Monday, September 19, 2016
A friend alerted me to an article in the International New York Times, written by Thomas B. Edsall, an English professor at Oklahoma Baptist University. He begins with this statement:
Trump has boasted of infidelities, profited off gambling, mocked the handicapped, cheered and offered financial assistance for his supporters who fight protesters, supported abortion (until his fortuitous change of heart before the election), called for war crimes against innocent people, demonized minorities and immigrants, knowingly played upon racist fears, promoted open racists through social media, promoted conspiracy theories, and crudely treated women.

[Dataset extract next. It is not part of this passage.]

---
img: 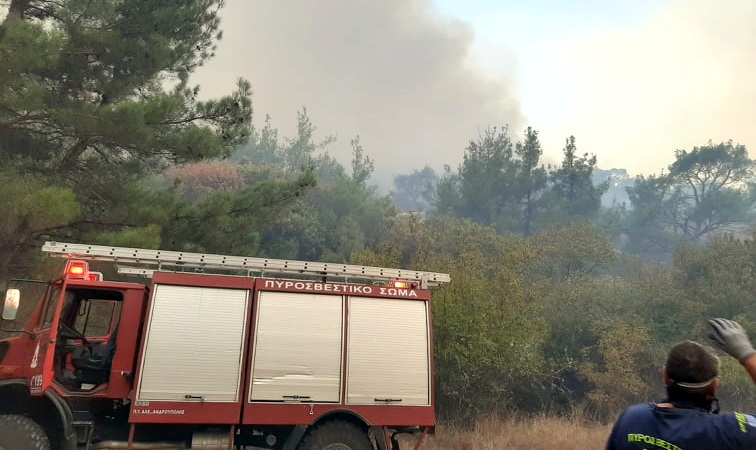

One would suppose that conservative, evangelical Christians would look with askance at such conduct, even oppobrium that such a person would aspire to lead the United States, a country many of these same conservative, evangelical Christians would consider a nation especially favored “under God.”
But research has revealed stats that shock me. As of mid-August, a Pew survey found Trump beating Hillary Clinton 63-17 among white religious conservatives.
Edsall cites data from The Public Religion Research Institute. Among religious groups, white evangelical Protestants stand out as the only one in which a majority, 53 percent, agree that society has become too soft and feminine.
When people were offered this statement — “It bothers me when I come in contact with immigrants who speak little or no English” — Trump voters and the religious right agree. Compared to backers of all the other candidates, Trump voters expressed the highest level of discomfort, 77 percent. Among religious groups, white evangelical Protestants voiced the highest levels of distress, 64 percent, when they find themselves around immigrants who speak little or no English,.
Here is another P.R.R.I. statement: “Today discrimination against whites has become as big a problem as discrimination against blacks and other minorities.” A solid 57 percent majority of white Americans whom P.R.R.I. surveyed agreed, but two groups stood out: Trump supporters at 81 percent and white evangelical Protestants at 68 percent.
P.R.R.I. finds that “no group of Americans is more nostalgic about the 1950s than white evangelical Protestants. Seven in ten (70-29) white evangelical Protestants believe that American culture and way of life has mostly changed for the worse since the 1950s.”
I personally sense profound disconnects in two religious sets:
The kingdom of God as defined by Jesus.
The United States of American as defined by the Constitution.
The historic Christian Church dating to Emporer Constantine.
The conservative evangelical church in America dating to Colonial times.